人口抚养比是观察劳动人口变化的核心指标。上世纪末到本世纪初,中国劳动年龄人口相当于非劳动年龄人口的 136%,也就是 136 个劳动力供养 100 个非劳动人口,这个比例在主要大国中几乎少见。仅韩国、日本曾接近,但两国的人口体量远不如中国。
人口红利并非凭空出现,上世纪五六十年代的婴儿潮为改革开放后的经济发展提供了充足的年轻劳动力,加上计划生育政策带来的家庭负担减轻,让中国拥有了长达数十年的超级人口红利。
不过这种红利不会一直持续:0 到 15 岁的人口占比,2000 年是 38.6%,2024 年已经降到 17.1%。曾经支撑红利的婴儿潮一代逐渐老去,全国劳动人口平均年龄升至 39.66 岁。
具体到区域来看,作为劳动力输出大省的河南劳动人口平均年龄 39.69 岁,四川 39.97 岁,安徽 39.45 岁;就算是一线大城市北京、上海,平均年龄也分别仅为 37.31 岁、37.18 岁,整体老龄化趋势清晰可见。

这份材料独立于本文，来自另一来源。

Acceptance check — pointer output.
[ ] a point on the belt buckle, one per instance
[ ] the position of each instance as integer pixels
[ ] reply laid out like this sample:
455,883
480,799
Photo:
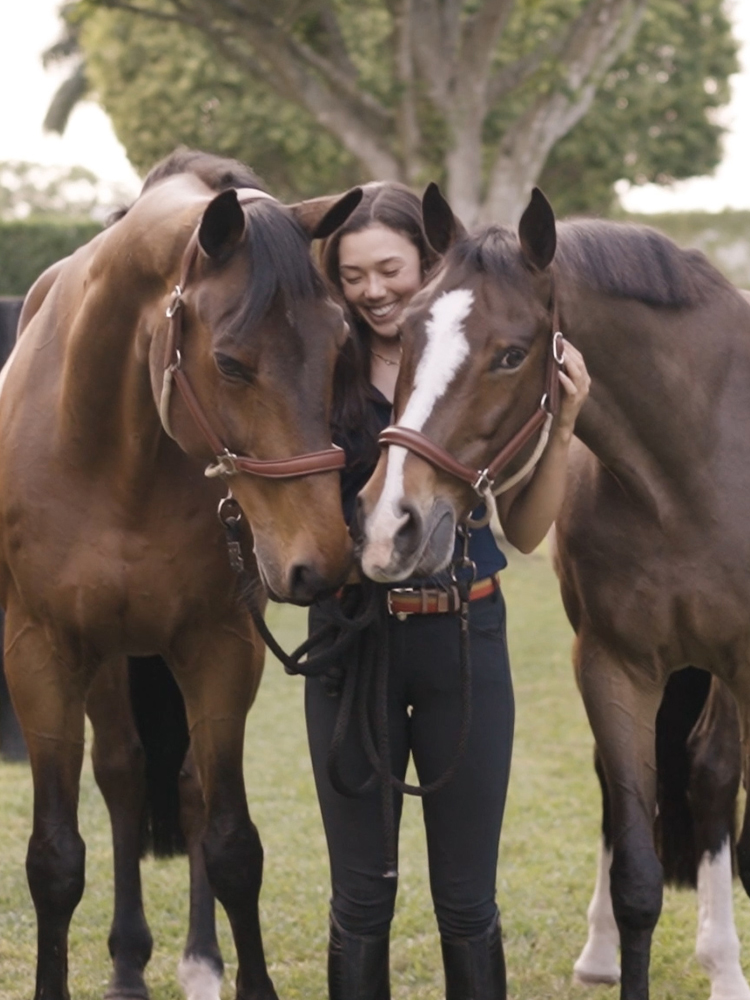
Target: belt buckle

劳动人口老龄化不是单纯的社会问题,更是经济发展的潜在风险。
第一个变化是人工成本重构。蓝领岗位因为劳动力稀缺开始涨价,外卖、理发、开锁等服务的费用逐年上涨;但大学生就业竞争加剧,原本的白领岗位薪酬被挤压,人海战术的旧有优势不再。
第二个变化是养老压力凸显。当年的人口红利时期家庭负担较轻,现在上有老下有小的压力让不少年轻人喘不过气,养老不能仅依赖社会,需要提前做好规划。
第三个变化是资产估值逻辑改变。过去 “人多价低” 的劳动力逻辑不再适用,未来人力价值将重新被衡量。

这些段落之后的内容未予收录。